Monday, October 4, 2010

BoB (Belkin F1PI243EGau) DNS is still broken

Update Oct 19, 2010:Contacting Belkin sales and customer feedback and pointing out my increasing efforts to show how poorly they've performed in public finally got a response from Belkin. Admittedly the response is to say they've put the issue though to an "overseas engineer" ... but maybe something will happen. More likely, it'll stay trapped in another layer of disinterest and poor management, this time one I can't apply direct pressure to.

UPDATE Oct 6, 2010:An indirect approach, by bothering a friend who works at iiNet, got this issue through the support wall and to people who can deal with it. Belkin has been notified at a higher level too. It's a real shame that a clearly demonstrable issue like this got stuck behind support people at both companies, to the point where I had to bother a friend who shouldn't have to deal with this stuff just to get the issue looked into. Sometimes tech support acts as a barrier that prevents a company from finding out about real problems, an issue I've seen not only with iiNet and Belkin but with endless other companies. Anyway, hopefully Belkin will be getting onto this now.


A year ago, I reported to iiNet that AAAA lookups in the BoB (F1PI243EGau) DNS forwarder were always timing out, rather than returning SERVFAIL or correctly forwarding the query to the upstream server. This is the cause of the slow browsing issues reported for the BoB.

A couple of months ago I got hold of a pre-release firmware that fixed this, and about a month ago the firmware was finally put up for public use.
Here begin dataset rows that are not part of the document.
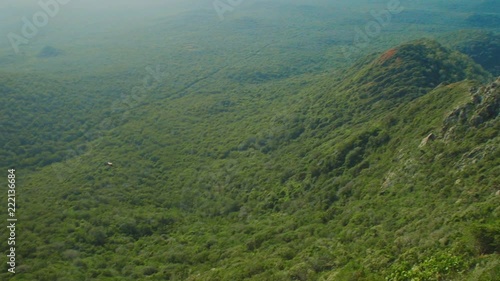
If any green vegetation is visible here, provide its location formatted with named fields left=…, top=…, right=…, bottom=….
left=0, top=4, right=500, bottom=281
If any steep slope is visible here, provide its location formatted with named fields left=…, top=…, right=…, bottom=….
left=0, top=40, right=500, bottom=280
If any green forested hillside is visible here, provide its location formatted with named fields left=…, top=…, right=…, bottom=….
left=0, top=35, right=500, bottom=281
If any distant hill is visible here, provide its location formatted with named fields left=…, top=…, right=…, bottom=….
left=0, top=39, right=500, bottom=281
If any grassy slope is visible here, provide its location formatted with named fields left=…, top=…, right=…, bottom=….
left=1, top=37, right=500, bottom=280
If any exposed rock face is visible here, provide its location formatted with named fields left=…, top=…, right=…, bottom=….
left=418, top=133, right=436, bottom=147
left=442, top=77, right=500, bottom=139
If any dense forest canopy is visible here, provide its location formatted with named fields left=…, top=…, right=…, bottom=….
left=0, top=0, right=500, bottom=281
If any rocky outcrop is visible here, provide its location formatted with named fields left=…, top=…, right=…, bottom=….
left=442, top=77, right=500, bottom=139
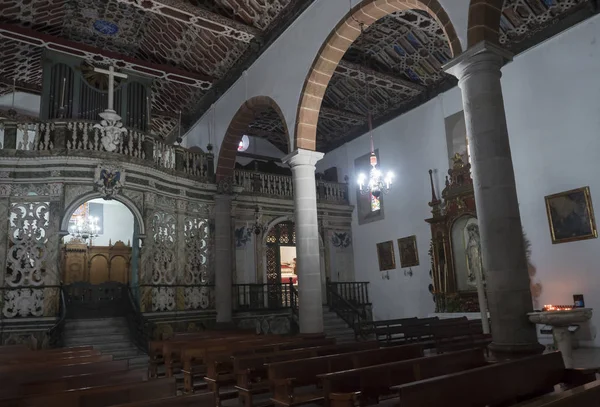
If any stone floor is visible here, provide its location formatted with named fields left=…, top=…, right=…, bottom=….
left=573, top=348, right=600, bottom=368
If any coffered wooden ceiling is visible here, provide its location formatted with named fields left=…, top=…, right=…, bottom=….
left=0, top=0, right=313, bottom=139
left=317, top=0, right=597, bottom=152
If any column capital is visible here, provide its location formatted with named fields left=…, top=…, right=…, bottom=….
left=281, top=148, right=325, bottom=168
left=442, top=41, right=513, bottom=81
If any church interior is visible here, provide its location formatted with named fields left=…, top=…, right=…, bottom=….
left=0, top=0, right=600, bottom=407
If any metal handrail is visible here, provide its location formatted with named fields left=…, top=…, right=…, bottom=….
left=46, top=283, right=67, bottom=347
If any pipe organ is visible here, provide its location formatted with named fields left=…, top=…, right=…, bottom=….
left=40, top=50, right=152, bottom=132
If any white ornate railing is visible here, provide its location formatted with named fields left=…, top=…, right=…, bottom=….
left=66, top=121, right=146, bottom=158
left=0, top=120, right=213, bottom=178
left=233, top=170, right=348, bottom=203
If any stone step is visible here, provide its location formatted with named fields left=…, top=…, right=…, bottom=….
left=65, top=318, right=127, bottom=329
left=65, top=332, right=130, bottom=346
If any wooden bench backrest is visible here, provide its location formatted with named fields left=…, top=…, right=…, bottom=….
left=0, top=360, right=129, bottom=385
left=20, top=369, right=148, bottom=394
left=0, top=349, right=102, bottom=364
left=0, top=379, right=177, bottom=407
left=267, top=345, right=423, bottom=385
left=0, top=355, right=113, bottom=379
left=112, top=393, right=215, bottom=407
left=319, top=349, right=487, bottom=394
left=514, top=380, right=600, bottom=407
left=394, top=352, right=565, bottom=407
left=232, top=341, right=379, bottom=372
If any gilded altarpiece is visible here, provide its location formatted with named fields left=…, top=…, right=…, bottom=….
left=426, top=154, right=482, bottom=312
left=0, top=183, right=63, bottom=343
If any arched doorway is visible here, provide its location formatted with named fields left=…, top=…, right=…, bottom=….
left=60, top=198, right=140, bottom=318
left=263, top=220, right=326, bottom=308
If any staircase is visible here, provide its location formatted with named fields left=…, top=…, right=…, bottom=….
left=64, top=318, right=148, bottom=369
left=323, top=307, right=356, bottom=343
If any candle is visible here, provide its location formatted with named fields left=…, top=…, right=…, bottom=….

This fixes the AAAA issues, so browsers like Firefox and Safari on IPv6-capable operating systems like Mac OS X and Windows 7 don't take an eternity to resolve every DNS query.

Unfortunately, Belkin didn't take this as a hint to properly test their DNS forwarder. They fixed AAAA lookup, but didn't fix it to return SERVFAIL when it encountered something it didn't understand, and failed to test other record types like TXT and SRV.

Sure enough, TXT and SRV lookup have the same problem. This is currently causing problems with Google Talk (using Pidgin) that require the configuration of a fallback connect server to bypass TXT record lookup.

Belkin support do not understand the problem. The low-level support folks at iiNet don't seem to get it either. Neither are passing the problem on to somebody with the experience and knowledge to understand the problem, and neither seem to have access to suitable hardware - or the inclination to use it if they do - to verify the issue.

Here's the explanation I sent to them.


The BoB (Belkin F1PI243EGau) doesn't handle DNS queries for TXT and SRV records correctly. Instead of forwarding these queries correctly or even returning SERVFAIL, it fails to respond, causing a client-side timeout.

Before the latest firmware update it had the same problem with AAAA (IPv6 DNS) lookups.

This issue causes problems with Google Talk (why I noticed the problem), Active Directory, SPF mail lookups, etc. It's particularly obvious when using Pidgin for Google Talk, as it relies on correct SRV record handling, where the official Google Talk client falls back to "brain dead router" mode hard-coded defaults if SRV lookups fail.

I won't write a whole document on what TXT and SRV records are and why they're important here; that's what Google is for. What I will do is provide you with instructions on how to demonstrate that the BoB's dns resolver doesn't handle them correctly while other DNS resolvers do.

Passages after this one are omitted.